Point de vue – Le président AMLO envisage un référendum de “république bananière”

Le président López Obrador appelle à un référendum pour envoyer devant la justice d’anciens présidents soupçonnés de corruption. Il estime que les lois mexicaines ne sont pas assez précises pour garantir que ces crimes soient un jour jugés. Pour cet éditorialiste, le projet de consultation populaire du président est une pure manoeuvre politique. 

José Woldenberg – El Universal

Le 24 août, le président a de nouveau envisagé l’organisation d’une consultation populaire en vue de traduire en justice d’anciens présidents [Enrique Peña Nieto et Felipe Calderón] soupçonnés de corruption. Agir dans le seul but de discréditer ou de servir une propagande, c’est utiliser son pouvoir pour nuire à autrui.

Il souhaite que cette “consultation” se tienne en même temps que les élections [de mi-mandat] de l’année prochaine, et elle peut, selon lui, être organisée si elle est demandée par 2 % des citoyens, un tiers des parlementaires de l’une ou l’autre des chambres, ou le président lui-même.
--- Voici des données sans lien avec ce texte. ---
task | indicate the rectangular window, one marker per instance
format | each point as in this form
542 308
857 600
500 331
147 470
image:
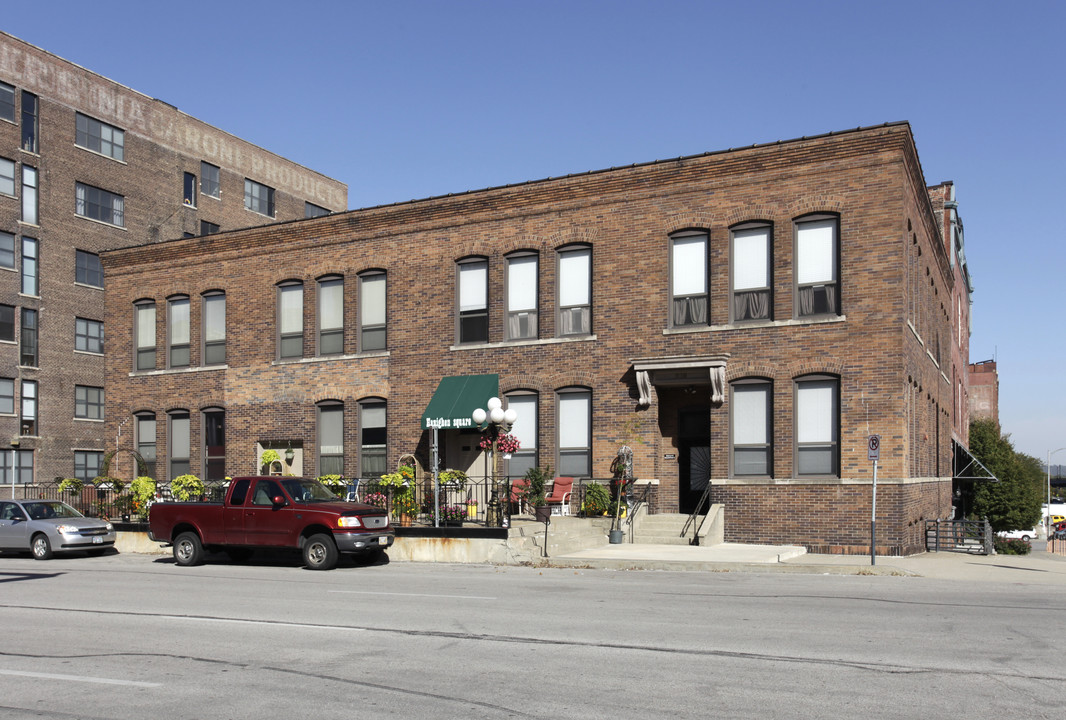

Lutter contre la corruption via la justice

Selon la Constitution, la Cour suprême doit se prononcer sur la constitutionnalité de ce référendum, avant que le Congrès ne soit convoqué.

J’ai bien écrit “selon lui”, car la Constitution encadre et limite les consultations populaires, et si l’initiative peut bien en revenir aux acteurs qu’a énumérés le président, l’article 35 précise que “tout sujet induisant une restriction des droits de l’homme ne pourra pas faire l’objet d’une consultation populaire”.

Aussi, l’idée présidentielle, qui est apparemment reprise par certains parlementaires de son parti [de gauche], le Movimiento Regeneración Nacional (Morena), ne recevrait-elle certainement pas le feu vert de la Cour suprême. Mais c’est compter sans le fait que nous vivons sous le règne de la terreur, voire dans une véritable république bananière où le caprice présidentiel fait loi.

Le Mexique a besoin de combattre la corruption. Mais il doit le faire en se pliant aux principes édictés par la Constitution, par les lois et par ces piliers que doivent être les institutions bâties pour cela, à savoir le parquet et les juges.

Une initiative qui soulève bien des questions

Organiser une consultation à la manière du cirque de la Rome antique, où le “peuple” réuni décide d’un pouce levé ou baissé de la mort (ou non) du gladiateur, fait un beau spectacle hollywoodien, mais une république digne de ce nom ne peut s’y risquer sans tomber très bas.

Partons de l’hypothèse que cette consultation ait lieu. Les présidents seront-ils tous mis dans le même sac ou seront-ils jugés individuellement ? Va-t-on faire la liste de leurs crimes présumés ? Ces crimes seront-ils tous les mêmes ? Certains ne seront-ils pas prescrits ? Va-t-on accuser les anciens présidents de “néolibéralisme” comme s’il s’agissait d’un délit ? [Une allusion au modèle néolibéral appliqué au Mexique depuis 1982 et dénoncé par le président AMLO en mars dernier.]

Et si les électeurs donnent leur feu vert et que l’accusation ne trouve pas d’éléments concluants, que se passera-t-il ? Et si les électeurs refusent et que le parquet trouve des éléments qui permettraient de les mettre en examen, que se passera-t-il ?

Manoeuvre de bas étage

Nous sommes confrontés à un nouveau phénomène dont le but n’est pas de rendre la justice mais de monter une nouvelle campagne publicitaire contre les hommes politiques du passé au profit du gouvernement actuel. Il s’agit d’une initiative immorale d’un dirigeant qui, à mon avis, a parfaitement conscience de ne pas respecter la loi et de dénaturer le processus de la justice.

Une initiative qui oublie que les accusés ont des droits et les procédures judiciaires, des règles. Une manœuvre politique de bas étage qui entend accroître la popularité du président au mépris de la vie des institutions.

Nous assistons tout simplement à une volonté de paupérisation de la société et de la politique, où la vengeance fait office de justice, où l’on peut se passer des lois, où le principe du droit représente une entrave. Où, enfin, le caprice des puissants serait la seule, la véritable Constitution.